# User:Daviddaved/Schrodinger equation

The Schrodinger equation provides a link between the local and spectral/global properties of solutions of Laplace-Beltrami equation.

The inverse boundary problem for the Schrodinger equation can be reduced to the Calderon problem due to the identities below that hold for graphs and surfaces.

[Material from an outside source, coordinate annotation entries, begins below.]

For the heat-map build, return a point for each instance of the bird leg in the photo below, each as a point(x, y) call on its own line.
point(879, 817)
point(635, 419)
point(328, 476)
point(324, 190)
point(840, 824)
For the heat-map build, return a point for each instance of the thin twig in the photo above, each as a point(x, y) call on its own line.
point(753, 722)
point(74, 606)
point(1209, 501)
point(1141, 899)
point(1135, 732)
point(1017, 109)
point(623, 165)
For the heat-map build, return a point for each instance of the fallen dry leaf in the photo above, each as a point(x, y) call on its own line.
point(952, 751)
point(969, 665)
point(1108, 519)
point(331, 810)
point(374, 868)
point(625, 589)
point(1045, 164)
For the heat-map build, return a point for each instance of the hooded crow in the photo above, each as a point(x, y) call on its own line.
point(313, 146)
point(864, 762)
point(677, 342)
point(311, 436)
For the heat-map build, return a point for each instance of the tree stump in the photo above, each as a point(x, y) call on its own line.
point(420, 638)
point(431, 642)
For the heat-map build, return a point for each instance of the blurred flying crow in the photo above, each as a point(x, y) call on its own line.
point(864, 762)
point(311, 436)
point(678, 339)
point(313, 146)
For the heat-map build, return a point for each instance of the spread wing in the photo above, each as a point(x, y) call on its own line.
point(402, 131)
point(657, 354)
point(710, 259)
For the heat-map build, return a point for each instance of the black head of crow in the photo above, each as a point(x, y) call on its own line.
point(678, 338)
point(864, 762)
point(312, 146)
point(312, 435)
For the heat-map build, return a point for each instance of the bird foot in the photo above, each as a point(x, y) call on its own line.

Suppose u on $\Omega$ satisfies the Laplace equation in the domain,

$\Delta_{\gamma}u = \nabla\cdot(\gamma\nabla u) = 0.$

Then

$(\Delta - q)(u\sqrt{\gamma}) = 0,$

where,

$q = \frac{\Delta\sqrt{\gamma}}{\sqrt{\gamma}}.$

For the analog of this system to work on networks, one can define the solution of the Schrodinger equation u on the nodes and the square of the solution on the edges by the following formula:

$\gamma^2(v_l,v_m) = u(v_l)u(v_m).$

Exercise (*). Express the Dirichlet-to-Neumann operator for the Schrodinger equation in terms of the Dirichlet-to-Neumann operator for the corresponding Laplace equation on the network with the same underlying graph.

(Hint). Let

$\Lambda_q = A-B(C+D_q)^{-1}B^T,$

where,

$K = \begin{pmatrix} A & B \\ B^T & C + D_q \end{pmatrix} .$

Then

$\tilde{K} = \begin{pmatrix} A+D_y & BD_x \\ D_x B^T & D_x(C+D_q)D_x \end{pmatrix}$

is the Laplace matrix of the network with

$\Lambda(\tilde{K}) = A + D_y - B D_x (D_x (C+D_q) D_x)^{-1} D_x B^T = \Lambda_q + D_y,$

w/

$x = - (C+D_q)^{-1}B^T1.$

Exercise (**). Reduce the inverse problem for Schrodinger operator to the inverse problem for the Laplace operator on the network w/same underlying graph (w/ possibly signed conductivity).